“No. He waited it out. Finally the family was getting ready to go and the old man kept on watching the boy and then he died sitting in a chair on the beach. I guess he got the plague, but you’re never really sure.”
Cohen emptied his glass and poured himself more. Across the way, the orchestra was silent for a moment and then began to play.
“I don’t know if he loved him,” Cohen said. “If he did I think he would have told them.”
Elisa raised her glass and drank, trying to decide.
“And he killed himself, basically,” Cohen said. “Right?”
Elisa set the glass down and emptied what was left of the wine carafe. The orchestral song echoed across the Palazzi Soranzo, echoed through the streets and alleyways, echoed against the thousand-year-old stone buildings and underneath the arched walkways.
“I think he was willing to die for the boy and he forgot everything else,” she said. She turned her head and looked across the plaza, up into the sky, as if trying to see the music. “I don’t think he knew the difference between right and wrong. Not because he didn’t care. He just lost touch with it.”
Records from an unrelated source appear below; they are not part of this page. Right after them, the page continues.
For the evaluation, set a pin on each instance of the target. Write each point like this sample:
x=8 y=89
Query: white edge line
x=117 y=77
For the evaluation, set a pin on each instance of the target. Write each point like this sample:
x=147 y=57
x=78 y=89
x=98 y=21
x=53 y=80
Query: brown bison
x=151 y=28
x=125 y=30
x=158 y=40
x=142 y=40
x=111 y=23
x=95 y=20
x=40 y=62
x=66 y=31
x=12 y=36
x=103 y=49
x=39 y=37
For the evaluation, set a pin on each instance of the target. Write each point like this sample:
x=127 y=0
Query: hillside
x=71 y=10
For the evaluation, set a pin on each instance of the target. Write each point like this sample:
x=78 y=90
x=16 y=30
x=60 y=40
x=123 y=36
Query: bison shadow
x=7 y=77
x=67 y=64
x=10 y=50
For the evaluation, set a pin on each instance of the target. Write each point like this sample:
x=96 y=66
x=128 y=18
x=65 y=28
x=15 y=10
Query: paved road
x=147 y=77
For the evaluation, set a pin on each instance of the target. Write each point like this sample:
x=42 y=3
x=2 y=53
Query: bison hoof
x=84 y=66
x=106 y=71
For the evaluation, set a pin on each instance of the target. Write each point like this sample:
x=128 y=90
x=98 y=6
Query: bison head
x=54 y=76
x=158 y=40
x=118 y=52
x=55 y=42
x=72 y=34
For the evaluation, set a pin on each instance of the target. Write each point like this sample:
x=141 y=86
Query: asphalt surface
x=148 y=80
Cohen watched her. Could see her head and heart working together. He had always loved her this way and had seen this look on her face many times before as they sat on the beach and stared out across the ocean.
“It sounds like a good story,” he told her.
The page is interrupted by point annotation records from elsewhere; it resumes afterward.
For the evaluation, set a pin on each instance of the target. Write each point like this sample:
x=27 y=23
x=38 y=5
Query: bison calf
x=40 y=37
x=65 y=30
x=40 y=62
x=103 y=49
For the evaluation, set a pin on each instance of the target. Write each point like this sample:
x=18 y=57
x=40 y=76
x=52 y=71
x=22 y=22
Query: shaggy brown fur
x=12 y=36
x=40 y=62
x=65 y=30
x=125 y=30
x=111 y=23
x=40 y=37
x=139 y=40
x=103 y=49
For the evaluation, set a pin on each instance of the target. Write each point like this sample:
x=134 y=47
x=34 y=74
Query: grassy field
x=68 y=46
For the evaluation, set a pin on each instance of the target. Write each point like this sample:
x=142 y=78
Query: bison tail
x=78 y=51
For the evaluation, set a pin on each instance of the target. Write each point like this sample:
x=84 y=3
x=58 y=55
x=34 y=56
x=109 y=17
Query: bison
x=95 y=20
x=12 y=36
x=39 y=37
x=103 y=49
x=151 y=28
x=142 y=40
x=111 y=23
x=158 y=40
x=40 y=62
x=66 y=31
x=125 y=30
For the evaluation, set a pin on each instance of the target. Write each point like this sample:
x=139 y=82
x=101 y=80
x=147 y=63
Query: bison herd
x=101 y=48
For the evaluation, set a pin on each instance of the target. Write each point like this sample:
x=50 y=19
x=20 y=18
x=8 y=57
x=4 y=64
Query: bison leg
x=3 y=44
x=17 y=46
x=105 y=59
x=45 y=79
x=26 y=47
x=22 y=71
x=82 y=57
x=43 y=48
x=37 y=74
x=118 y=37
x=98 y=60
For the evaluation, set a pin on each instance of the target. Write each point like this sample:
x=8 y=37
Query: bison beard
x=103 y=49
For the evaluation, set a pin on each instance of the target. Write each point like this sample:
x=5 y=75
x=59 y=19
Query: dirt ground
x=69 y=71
The orchestra played and the white-robed children began to file onto the stage and fill the rows of stairs. The woman in the red dress stood at the front of the stage with her back to the orchestra, her hands folded in front. People from across the plaza and from the extending streets began to drift toward the stage as if pulled by invisible strings. When the children were in place, the woman raised her hands, held them there. She brought them down gently and the angelic voices of children spread softly across the day.
IT WAS COLD AT FIRST but he got used to it and the propane burner helped in time. The first thing he did was clean the gunshot wound in his thigh, turning the water pink. When it was clean, he stood and let the dirty water run out and then he ran a new bath. Then he sat down in the tub and he stared at the wall and tried to figure out the best way to get back to the Jeep.
He figured they couldn’t have come more than twenty miles or so. He closed his eyes and slumped down beneath the water. Felt it cold and refreshing on his head like the spring’s first dive into the Gulf. Twenty miles didn’t seem like such a long way, not if the weather gave a little. He held his breath and stayed down as long as he could and then he came up with a gasp, wiping the water from his face and when he opened his eyes she was there, holding the candle in front of her as if keeping a vigil for the lost. Her overcoat was gone and her flannel shirt was gone and she was in a too-big T-shirt and jeans and barefoot. Her shadow rose behind her against the wall and up onto the ceiling.
They were right, he thought as he looked at her. She had not taken a bath. She stood still and stared at Cohen. He sat up straight and looked away from her, down into the bathwater. Then she walked across the room to the lantern and she turned it off.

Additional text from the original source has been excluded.